On Thu, Oct 6, 2011 at 10:39 AM, Gregory Collins
<greg at gregorycollins.net> wrote:
> On Thu, Oct 6, 2011 at 9:16 AM, Michael Snoyman <michael at snoyman.com> wrote:
>> On Thu, Oct 6, 2011 at 3:52 AM, Kazu Yamamoto <kazu at iij.ad.jp> wrote:
>>> Hello Michael,
>>>>>> I think we could make that functionality optional, based on an extra
>>>>>> setting parameter. Would this just be boolean, or is more
>>>>>> sophisticated control required?
>>>>> What I want to do is to prevent a bad guy abusing CGI. So, I guess
>>>>> that boolean is enough.
>>>> Alright, here's a first stab[1]. What do you think?
>>>> Michael
>>>> [1] https://github.com/yesodweb/wai/commit/d2b6c66abef939bb1396d576e7541b711a6db67b
>>> Mighttpd executes a sub process and creates a pair of pipes for
>>> CGI. If timeout happens, it seems to me that there is no way to kill
>>> the sub process and close the pipes with this scheme.
>>> I would like to register a house-keeping action to Wrap's timer.
>> So it sounds like instead of the solution we just put in, we should
>> just expose the ability to use Warp's timeout code directly. This
>> shouldn't be a problem:
>> * Expose the Timeout module (maybe in its own package, could be useful
>> to others)
>> * Add an extra settingsTimeoutManager :: IO Manager.

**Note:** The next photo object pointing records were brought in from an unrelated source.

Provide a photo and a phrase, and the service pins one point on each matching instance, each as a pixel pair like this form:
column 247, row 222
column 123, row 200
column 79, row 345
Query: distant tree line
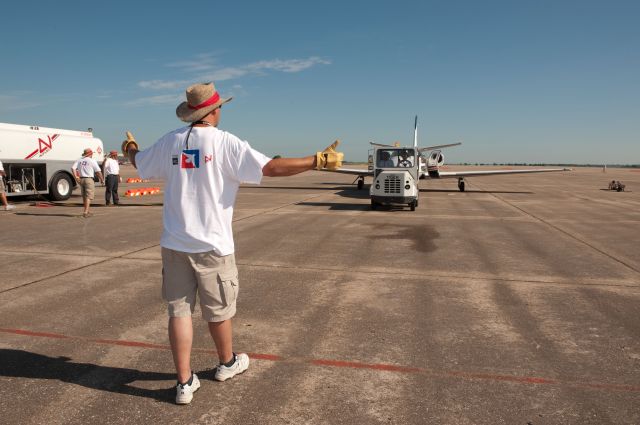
column 541, row 164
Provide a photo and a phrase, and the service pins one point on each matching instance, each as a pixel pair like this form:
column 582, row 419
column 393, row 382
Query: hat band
column 213, row 99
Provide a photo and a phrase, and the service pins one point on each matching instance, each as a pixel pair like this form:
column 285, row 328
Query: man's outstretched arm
column 280, row 167
column 329, row 158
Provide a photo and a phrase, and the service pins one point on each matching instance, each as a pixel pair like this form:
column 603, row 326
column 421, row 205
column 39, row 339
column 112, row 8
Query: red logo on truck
column 43, row 146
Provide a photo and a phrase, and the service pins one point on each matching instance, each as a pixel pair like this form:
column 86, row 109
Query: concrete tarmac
column 515, row 302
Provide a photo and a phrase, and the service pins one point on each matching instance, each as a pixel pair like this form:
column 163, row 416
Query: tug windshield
column 395, row 158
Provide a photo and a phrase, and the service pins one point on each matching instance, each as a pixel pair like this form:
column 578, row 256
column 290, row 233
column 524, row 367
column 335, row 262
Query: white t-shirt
column 111, row 166
column 87, row 167
column 201, row 183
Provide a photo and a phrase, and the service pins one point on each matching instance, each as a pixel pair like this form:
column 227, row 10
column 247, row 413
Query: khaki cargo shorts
column 87, row 188
column 213, row 277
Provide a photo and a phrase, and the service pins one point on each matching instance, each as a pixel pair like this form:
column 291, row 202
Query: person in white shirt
column 3, row 195
column 202, row 167
column 111, row 172
column 84, row 170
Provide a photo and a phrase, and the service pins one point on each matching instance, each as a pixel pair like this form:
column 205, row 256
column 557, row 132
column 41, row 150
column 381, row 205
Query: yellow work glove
column 329, row 158
column 130, row 142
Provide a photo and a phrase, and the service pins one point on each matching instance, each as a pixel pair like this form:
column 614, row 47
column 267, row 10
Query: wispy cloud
column 15, row 103
column 204, row 68
column 156, row 100
column 162, row 85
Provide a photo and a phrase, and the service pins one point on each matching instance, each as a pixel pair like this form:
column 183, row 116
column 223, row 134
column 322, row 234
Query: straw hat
column 201, row 100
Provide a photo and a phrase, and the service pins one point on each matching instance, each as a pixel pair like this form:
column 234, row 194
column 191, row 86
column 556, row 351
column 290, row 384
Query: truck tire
column 61, row 187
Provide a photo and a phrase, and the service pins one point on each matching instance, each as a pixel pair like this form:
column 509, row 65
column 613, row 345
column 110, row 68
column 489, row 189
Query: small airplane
column 427, row 165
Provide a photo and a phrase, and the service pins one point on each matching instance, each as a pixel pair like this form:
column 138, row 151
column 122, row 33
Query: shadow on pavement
column 24, row 364
column 475, row 191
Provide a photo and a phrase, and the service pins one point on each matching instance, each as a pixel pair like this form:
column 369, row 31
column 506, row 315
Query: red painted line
column 269, row 357
column 532, row 380
column 375, row 366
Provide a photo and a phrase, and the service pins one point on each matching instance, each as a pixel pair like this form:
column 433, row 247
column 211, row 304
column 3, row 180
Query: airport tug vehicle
column 396, row 172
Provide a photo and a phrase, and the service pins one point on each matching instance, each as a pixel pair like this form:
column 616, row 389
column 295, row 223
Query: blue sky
column 516, row 81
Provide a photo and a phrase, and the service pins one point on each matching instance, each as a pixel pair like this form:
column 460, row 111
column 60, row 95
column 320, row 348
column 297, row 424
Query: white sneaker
column 241, row 364
column 184, row 393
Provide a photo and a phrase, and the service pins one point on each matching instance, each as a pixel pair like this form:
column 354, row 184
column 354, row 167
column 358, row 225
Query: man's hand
column 129, row 143
column 329, row 158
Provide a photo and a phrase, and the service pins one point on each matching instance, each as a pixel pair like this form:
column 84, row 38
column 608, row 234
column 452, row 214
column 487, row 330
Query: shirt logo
column 190, row 158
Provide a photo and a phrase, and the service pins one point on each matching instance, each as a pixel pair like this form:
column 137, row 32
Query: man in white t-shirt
column 84, row 170
column 203, row 167
column 3, row 195
column 111, row 171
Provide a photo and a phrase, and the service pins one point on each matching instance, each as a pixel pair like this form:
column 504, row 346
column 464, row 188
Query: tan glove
column 329, row 158
column 130, row 142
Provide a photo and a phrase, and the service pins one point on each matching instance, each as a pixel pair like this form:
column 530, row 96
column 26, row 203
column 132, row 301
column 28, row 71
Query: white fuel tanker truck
column 39, row 160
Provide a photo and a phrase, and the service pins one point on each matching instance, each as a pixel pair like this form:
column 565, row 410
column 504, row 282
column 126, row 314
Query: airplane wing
column 352, row 171
column 457, row 174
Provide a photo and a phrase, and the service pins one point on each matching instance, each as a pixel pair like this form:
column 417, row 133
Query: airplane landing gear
column 461, row 184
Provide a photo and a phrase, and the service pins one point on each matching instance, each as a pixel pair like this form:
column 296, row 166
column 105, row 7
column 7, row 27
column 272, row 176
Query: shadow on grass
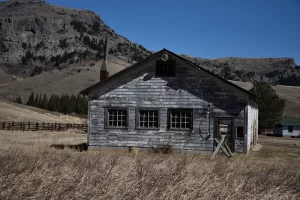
column 77, row 147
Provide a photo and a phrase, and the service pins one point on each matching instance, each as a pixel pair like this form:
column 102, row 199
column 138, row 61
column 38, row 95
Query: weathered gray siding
column 296, row 131
column 139, row 88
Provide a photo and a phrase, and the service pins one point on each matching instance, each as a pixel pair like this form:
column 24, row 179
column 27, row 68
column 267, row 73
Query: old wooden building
column 167, row 100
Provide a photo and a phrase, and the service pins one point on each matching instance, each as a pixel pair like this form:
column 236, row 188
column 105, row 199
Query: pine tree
column 271, row 106
column 51, row 103
column 30, row 101
column 36, row 101
column 45, row 102
column 40, row 102
column 19, row 100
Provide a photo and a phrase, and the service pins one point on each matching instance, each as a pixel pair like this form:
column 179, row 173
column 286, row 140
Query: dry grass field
column 21, row 113
column 30, row 169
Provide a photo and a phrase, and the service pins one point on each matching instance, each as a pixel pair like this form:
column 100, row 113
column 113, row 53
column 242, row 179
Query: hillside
column 290, row 93
column 51, row 49
column 15, row 112
column 36, row 37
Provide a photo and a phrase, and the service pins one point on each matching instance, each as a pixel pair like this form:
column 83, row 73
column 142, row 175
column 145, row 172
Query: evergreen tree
column 45, row 102
column 51, row 103
column 19, row 100
column 40, row 102
column 36, row 101
column 30, row 101
column 271, row 106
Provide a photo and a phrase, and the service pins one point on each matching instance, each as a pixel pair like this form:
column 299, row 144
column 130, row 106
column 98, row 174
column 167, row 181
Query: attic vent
column 165, row 57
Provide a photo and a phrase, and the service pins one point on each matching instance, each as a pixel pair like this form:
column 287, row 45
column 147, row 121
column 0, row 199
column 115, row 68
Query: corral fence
column 41, row 126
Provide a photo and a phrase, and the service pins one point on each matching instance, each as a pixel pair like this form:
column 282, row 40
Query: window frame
column 137, row 118
column 169, row 120
column 170, row 62
column 106, row 118
column 236, row 136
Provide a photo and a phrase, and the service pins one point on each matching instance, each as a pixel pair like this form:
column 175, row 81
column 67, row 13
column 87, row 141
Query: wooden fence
column 32, row 126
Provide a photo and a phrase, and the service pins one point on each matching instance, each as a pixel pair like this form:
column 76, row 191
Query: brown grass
column 10, row 111
column 35, row 171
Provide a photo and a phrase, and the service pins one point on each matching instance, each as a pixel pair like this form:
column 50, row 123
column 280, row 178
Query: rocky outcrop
column 34, row 33
column 36, row 36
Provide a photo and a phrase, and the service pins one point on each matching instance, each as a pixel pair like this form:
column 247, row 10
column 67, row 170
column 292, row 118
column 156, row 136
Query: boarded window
column 148, row 118
column 117, row 118
column 180, row 119
column 166, row 68
column 239, row 131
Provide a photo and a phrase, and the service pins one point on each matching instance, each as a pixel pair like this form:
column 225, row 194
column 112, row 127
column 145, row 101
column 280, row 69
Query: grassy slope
column 71, row 81
column 67, row 81
column 15, row 112
column 290, row 93
column 32, row 170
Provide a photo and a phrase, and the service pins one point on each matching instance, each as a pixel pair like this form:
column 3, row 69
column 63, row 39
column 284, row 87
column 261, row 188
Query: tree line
column 65, row 104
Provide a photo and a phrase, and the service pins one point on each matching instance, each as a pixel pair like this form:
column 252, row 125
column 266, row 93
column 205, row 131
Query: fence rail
column 34, row 126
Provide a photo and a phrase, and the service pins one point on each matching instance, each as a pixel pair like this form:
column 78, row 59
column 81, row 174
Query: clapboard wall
column 139, row 88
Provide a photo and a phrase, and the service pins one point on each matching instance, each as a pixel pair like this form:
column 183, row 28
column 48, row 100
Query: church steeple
column 104, row 74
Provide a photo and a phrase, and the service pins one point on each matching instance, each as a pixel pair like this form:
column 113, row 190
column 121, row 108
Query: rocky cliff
column 36, row 36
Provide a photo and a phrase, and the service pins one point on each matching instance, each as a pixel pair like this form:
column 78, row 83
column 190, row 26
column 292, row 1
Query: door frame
column 233, row 131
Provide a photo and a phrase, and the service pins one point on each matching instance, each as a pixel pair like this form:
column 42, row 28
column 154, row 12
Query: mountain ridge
column 51, row 37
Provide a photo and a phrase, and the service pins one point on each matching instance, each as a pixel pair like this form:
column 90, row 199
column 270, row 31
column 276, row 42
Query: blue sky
column 204, row 28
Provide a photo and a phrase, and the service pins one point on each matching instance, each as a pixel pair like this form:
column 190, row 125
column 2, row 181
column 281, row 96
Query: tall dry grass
column 44, row 173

That way you can
>> create the manager in Mighttpd and then reuse it in Warp.
>> Would this address the issue?
> It would, but it'd be a Law of Demeter violation. In Snap we give you
> an IO action "_snapSetTimeout :: Int -> IO ()", that gets handed to
> you as hidden state in the Snap monad. {*}  I don't think it's
> necessary to expose the TimeoutManager to applications at all, and it
> might get you into trouble later if you decide you need to change the
> interface.

Except this was a case where exposing the timeout manager *was*
necessary[1]. We already provide users the ability to modify the
timeout duration via settingsTimeout, this is for an extra feature:
letting the user supply their own manager. It's true that it will
cause us trouble if we decide to change things later, but this was
already part of the exposed interface, since we allow some fairly
low-level tinkering with Warp. (This is necessary for things like

> BTW: is timeout handling specified in WAI, or not? IMO you almost
> can't write a stable web application without thinking about the
> timeout issue, and I think that interface probably belongs in WAI if
> it isn't there already.

Timeout handling would be outside the scope of WAI. How would it work
there? What does it mean to have timeouts set for FastCGI, or CGI, or
testing? I think having a timeout handler in Warp is the correct
solution, I don't know what we'd gain by moving it to WAI, much less
what that would even mean.


[1] Well, Kazu could just implement his own timeout manager and have
that running for CGI processes, but that would be a waste.